Herne. Seit 2021 hat der deutsche Industriedienstleister Bilfinger einen Standort in Herne. In Eickel ist eine Drehscheibe für den Gerüstbau.
Jetzt geht es langsam der Zeit entgegen, in der wieder Tannenbäume aufgestellt werden - echte und künstliche. Die Wahrscheinlichkeit ist nicht gering, dass an der Dorstener Straße in Eickel erneut eine Gerüsttanne in die Höhe wächst. Die auf den ersten Blick ungewöhnliche Bauart erklärt sich auf den zweiten: Bilfinger, Deutschlands führender Industriedienstleister, hat dort seit 2021 sein Zentrallager für den Gerüstbau. Die WAZ hat den Herner Standort besucht.
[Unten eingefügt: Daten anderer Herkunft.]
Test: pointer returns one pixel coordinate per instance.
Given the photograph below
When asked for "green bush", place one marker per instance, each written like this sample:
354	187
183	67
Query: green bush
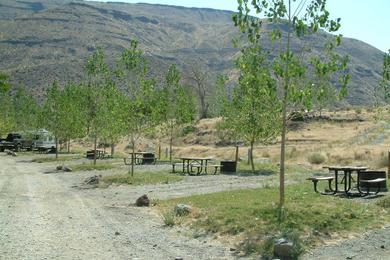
187	130
168	217
316	158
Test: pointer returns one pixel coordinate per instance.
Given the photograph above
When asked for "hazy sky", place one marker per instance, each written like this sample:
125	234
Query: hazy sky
366	20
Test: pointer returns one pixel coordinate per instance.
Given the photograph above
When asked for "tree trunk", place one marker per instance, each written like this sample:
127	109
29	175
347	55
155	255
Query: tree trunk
251	157
170	145
94	148
112	150
132	158
56	147
284	119
236	156
159	150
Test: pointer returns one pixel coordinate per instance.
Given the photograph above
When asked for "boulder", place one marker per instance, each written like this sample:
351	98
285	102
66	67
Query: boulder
142	201
182	210
283	248
66	169
92	180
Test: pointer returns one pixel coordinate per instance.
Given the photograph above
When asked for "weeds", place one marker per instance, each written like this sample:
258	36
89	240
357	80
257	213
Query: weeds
168	217
141	178
316	158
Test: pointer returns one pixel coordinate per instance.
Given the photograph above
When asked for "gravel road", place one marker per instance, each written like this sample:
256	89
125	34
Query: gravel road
43	216
50	216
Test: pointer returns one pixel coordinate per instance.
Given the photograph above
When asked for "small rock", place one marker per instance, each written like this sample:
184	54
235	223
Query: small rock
283	248
182	210
142	201
92	180
67	169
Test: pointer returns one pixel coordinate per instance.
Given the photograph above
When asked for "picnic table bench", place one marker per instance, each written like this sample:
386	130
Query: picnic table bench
100	154
140	158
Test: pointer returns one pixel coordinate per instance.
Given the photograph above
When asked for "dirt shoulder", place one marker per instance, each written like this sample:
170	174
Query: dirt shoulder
43	217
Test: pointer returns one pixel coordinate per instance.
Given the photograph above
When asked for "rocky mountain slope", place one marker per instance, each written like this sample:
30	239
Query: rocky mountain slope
43	40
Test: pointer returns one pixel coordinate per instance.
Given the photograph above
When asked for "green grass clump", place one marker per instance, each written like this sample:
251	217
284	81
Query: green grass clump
316	158
91	167
384	203
53	159
253	215
141	178
168	217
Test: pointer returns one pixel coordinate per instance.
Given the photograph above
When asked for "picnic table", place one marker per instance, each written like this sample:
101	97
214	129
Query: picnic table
140	158
100	154
348	179
200	163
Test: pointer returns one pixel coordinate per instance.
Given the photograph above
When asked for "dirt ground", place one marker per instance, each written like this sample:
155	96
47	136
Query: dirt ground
46	215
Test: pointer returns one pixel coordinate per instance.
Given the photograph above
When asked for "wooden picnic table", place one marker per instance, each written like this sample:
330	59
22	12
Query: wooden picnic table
199	162
100	154
348	179
140	158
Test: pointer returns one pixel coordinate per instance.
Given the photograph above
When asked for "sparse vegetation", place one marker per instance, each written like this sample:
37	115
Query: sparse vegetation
253	215
91	166
316	158
168	217
53	159
142	178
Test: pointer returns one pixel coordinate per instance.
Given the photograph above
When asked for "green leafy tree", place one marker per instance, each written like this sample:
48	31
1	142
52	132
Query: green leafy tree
25	110
177	107
6	115
116	115
290	18
99	77
254	111
54	113
220	96
74	118
385	82
141	94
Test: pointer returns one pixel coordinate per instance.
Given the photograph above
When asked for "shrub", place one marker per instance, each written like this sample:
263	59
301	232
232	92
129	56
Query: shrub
187	130
382	161
384	203
316	158
168	217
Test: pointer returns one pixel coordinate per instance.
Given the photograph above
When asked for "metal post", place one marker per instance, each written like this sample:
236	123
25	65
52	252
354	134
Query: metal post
388	165
249	155
236	156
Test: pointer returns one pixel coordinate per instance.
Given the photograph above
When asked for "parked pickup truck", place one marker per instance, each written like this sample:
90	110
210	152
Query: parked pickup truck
43	141
15	142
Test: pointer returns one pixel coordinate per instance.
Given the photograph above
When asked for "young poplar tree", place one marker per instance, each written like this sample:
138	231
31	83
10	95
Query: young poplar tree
290	19
177	107
141	94
254	111
25	110
54	113
73	123
385	82
6	115
99	75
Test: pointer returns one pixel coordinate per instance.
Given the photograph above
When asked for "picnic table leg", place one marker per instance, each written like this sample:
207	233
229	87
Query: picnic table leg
336	175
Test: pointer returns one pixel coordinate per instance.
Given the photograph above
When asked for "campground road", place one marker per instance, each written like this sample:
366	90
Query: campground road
43	217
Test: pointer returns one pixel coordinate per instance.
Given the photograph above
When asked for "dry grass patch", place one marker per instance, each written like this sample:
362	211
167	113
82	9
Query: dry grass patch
141	178
252	215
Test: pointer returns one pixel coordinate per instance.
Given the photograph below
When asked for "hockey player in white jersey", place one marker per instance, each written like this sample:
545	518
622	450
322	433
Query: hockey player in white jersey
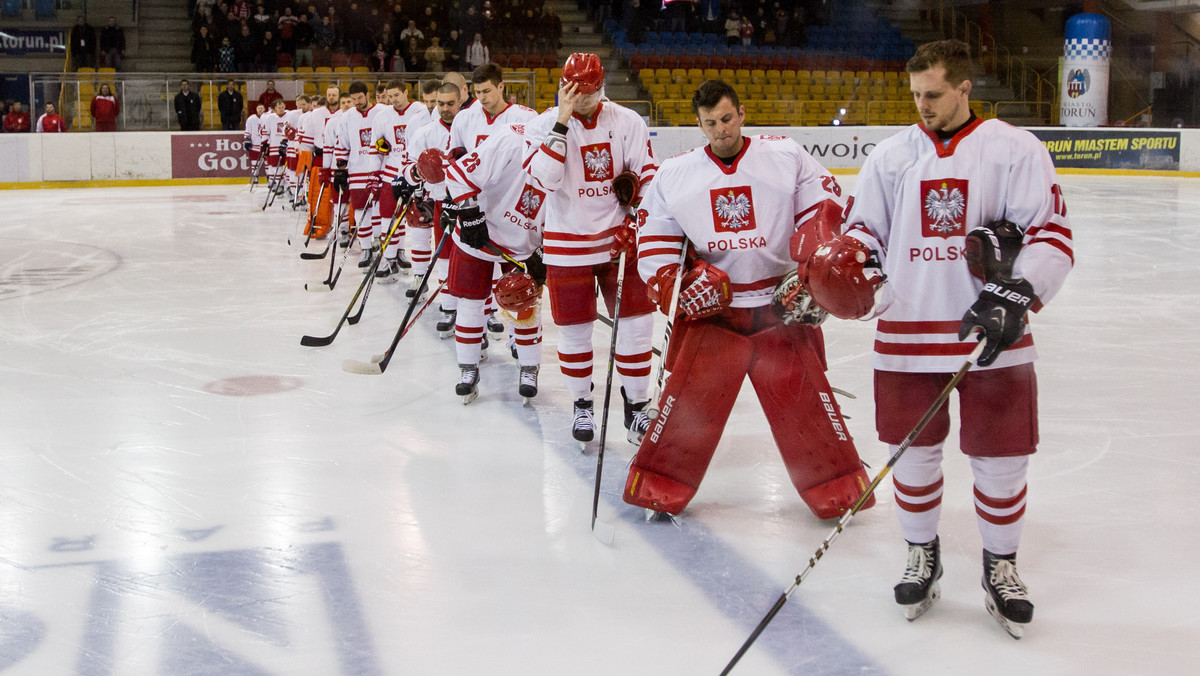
738	202
391	130
970	226
425	228
497	211
576	150
357	163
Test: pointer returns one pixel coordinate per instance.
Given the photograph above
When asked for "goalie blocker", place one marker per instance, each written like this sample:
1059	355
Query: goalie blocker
718	347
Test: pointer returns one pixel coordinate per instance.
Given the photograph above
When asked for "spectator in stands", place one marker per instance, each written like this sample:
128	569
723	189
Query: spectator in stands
267	55
204	55
83	45
303	36
51	121
112	43
187	108
227	59
16	120
105	109
244	49
478	53
286	25
229	105
268	97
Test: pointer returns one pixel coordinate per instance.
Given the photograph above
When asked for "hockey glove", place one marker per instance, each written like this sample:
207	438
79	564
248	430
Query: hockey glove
993	249
706	289
472	226
625	187
535	267
341	177
1000	315
624	239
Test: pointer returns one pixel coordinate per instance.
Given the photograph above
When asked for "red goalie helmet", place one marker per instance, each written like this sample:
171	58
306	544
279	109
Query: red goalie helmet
516	292
585	70
838	280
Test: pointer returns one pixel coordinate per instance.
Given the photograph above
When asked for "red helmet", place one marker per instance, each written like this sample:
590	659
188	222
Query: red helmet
585	70
516	292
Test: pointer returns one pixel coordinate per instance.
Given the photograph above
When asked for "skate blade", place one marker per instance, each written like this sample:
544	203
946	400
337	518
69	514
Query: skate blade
1014	629
916	610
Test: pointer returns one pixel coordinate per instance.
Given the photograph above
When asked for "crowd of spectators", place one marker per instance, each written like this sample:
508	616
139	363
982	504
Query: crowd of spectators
742	22
384	35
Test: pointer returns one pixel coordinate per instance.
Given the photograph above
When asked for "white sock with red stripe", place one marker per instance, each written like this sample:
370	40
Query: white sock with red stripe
1000	492
917	482
468	330
575	359
634	340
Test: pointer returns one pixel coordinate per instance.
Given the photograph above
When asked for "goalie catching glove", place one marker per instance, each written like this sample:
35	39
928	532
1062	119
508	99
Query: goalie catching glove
472	226
1000	315
705	291
843	276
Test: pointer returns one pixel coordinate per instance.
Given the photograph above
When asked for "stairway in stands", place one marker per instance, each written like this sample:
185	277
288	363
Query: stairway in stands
165	39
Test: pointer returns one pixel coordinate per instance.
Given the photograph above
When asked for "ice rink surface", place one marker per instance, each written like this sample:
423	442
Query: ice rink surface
185	489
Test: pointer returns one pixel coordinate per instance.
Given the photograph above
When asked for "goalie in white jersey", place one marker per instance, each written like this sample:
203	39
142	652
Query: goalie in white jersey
964	215
576	150
739	202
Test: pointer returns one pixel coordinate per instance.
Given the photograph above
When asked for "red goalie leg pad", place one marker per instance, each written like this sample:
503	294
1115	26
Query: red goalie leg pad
655	491
813	438
832	498
677	449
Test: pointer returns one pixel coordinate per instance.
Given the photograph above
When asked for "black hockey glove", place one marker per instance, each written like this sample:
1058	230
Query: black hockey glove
472	226
1000	312
535	267
341	177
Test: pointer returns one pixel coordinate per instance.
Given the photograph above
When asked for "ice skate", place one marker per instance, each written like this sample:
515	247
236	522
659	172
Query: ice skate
1007	599
636	422
468	383
583	425
527	384
388	271
918	587
445	327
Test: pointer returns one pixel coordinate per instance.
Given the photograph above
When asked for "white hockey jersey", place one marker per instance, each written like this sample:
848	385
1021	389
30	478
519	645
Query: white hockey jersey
515	209
475	124
581	209
916	199
436	135
738	217
354	143
396	126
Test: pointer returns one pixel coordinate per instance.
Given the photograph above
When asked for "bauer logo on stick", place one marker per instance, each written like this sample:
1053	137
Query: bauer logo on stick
943	208
732	209
597	162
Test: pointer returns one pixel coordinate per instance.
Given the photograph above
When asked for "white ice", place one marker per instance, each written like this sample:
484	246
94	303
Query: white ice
185	489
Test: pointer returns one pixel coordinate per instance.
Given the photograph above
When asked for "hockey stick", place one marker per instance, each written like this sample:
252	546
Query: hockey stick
652	408
395	222
378	368
605	532
858	504
364	289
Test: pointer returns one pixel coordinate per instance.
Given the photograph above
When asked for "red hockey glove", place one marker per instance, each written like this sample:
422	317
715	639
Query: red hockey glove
843	276
430	166
625	187
624	239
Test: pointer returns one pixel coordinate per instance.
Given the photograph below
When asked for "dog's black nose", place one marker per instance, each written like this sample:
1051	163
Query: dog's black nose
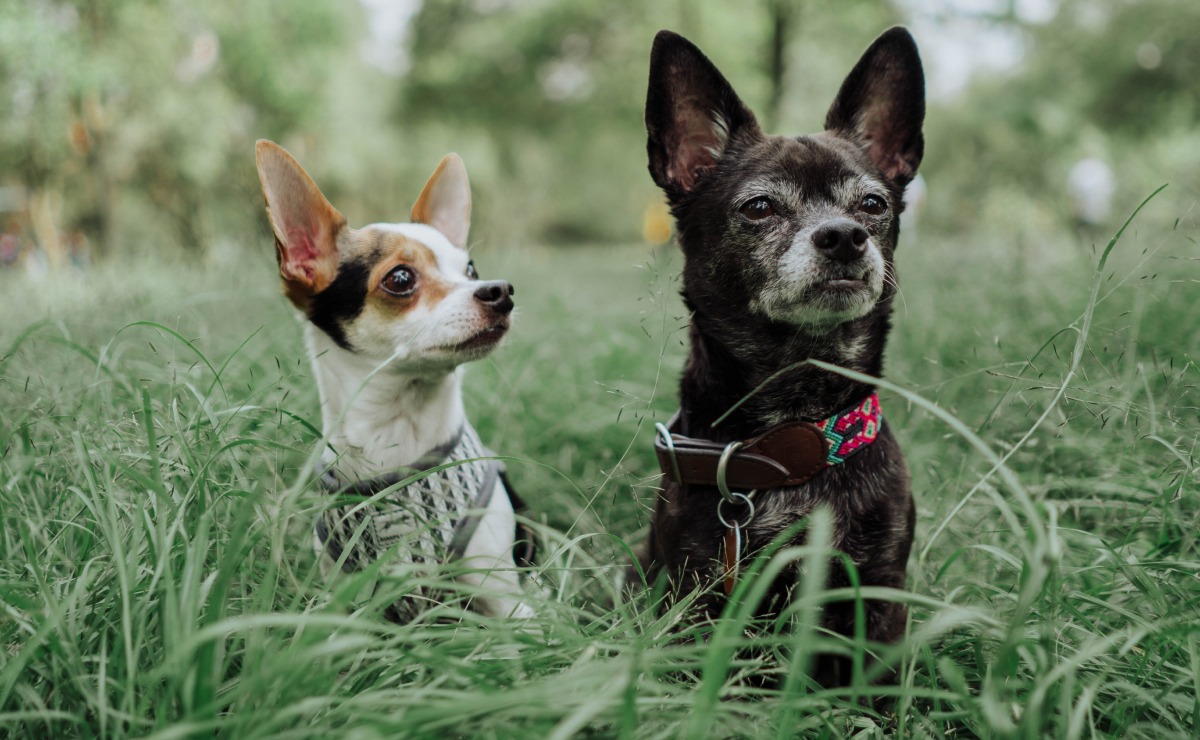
496	295
841	240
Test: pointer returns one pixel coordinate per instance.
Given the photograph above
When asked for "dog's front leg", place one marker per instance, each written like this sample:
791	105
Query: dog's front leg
489	555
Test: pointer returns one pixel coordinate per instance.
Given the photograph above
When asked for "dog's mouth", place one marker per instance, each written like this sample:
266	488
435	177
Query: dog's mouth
483	340
844	282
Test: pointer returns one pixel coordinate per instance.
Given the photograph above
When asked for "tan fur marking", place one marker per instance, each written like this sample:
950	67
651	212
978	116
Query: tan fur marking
399	250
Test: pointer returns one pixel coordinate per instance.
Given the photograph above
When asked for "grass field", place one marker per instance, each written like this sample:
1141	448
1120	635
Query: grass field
156	573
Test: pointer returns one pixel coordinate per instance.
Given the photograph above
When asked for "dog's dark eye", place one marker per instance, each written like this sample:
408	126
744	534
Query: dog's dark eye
873	205
759	209
401	281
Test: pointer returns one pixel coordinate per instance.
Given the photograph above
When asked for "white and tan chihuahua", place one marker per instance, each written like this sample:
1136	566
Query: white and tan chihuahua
394	310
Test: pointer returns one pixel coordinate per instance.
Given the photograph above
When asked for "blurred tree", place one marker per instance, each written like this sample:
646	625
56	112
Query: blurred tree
117	103
556	88
1114	79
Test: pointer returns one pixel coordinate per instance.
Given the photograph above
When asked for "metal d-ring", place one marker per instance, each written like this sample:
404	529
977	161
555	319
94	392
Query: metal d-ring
670	445
736	498
726	453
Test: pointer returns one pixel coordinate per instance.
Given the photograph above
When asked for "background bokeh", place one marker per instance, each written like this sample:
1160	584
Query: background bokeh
126	126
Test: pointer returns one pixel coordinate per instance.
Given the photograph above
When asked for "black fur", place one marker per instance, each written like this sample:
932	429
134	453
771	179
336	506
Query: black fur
342	301
763	299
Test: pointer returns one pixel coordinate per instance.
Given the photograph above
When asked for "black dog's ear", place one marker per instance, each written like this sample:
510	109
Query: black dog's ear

In der Vergangenheit habe das Unternehmen seinen Standort in Gelsenkirchen-Resse gehabt, erzählt Bilfinger-Prokurist Kai Grothuesmann, doch dort sei man aus allen Nähten geplatzt. Also habe die Suche nach neuen Flächen und Hallen begonnen und habe - dank eines Hinweises der Herner Wirtschaftsförderung - zum ehemaligen Sitz von GEA Happel direkt an der Bochumer Stadtgrenze geführt. „Erst haben wir gedacht, dass das komplette Gelände viel zu groß für unsere Anforderungen ist“, so Grothuesmann, doch beim Gang durch die Hallen offenbart sich: Die sind schon recht gut gefüllt - auch wenn noch Platz ist.
Das liegt daran, dass Bilfinger das Gerüstbau-Material von sechs Lagerplätzen in Eickel konzentriert hat und auch die Vorfertigung für Industrie-Isolierungen in eine Halle gezogen ist. Dass Grothuesmann mit der Wahl des neuen Standorts sehr zufrieden ist, hängt - wie bei vielen anderen Ansiedlungen in Herne auch - mit der zentralen Lage der Stadt zusammen. A40 und A42 sind nur die Dorstener Straße nach rechts und links runter in wenigen Minuten erreichbar. So ist das Gerüstmaterial schnell bei den Kunden. Hinzu kommt: Die größte Halle ist so groß, dass Lkw dort bequem hineinfahren können, um wetterunabhängig zu laden.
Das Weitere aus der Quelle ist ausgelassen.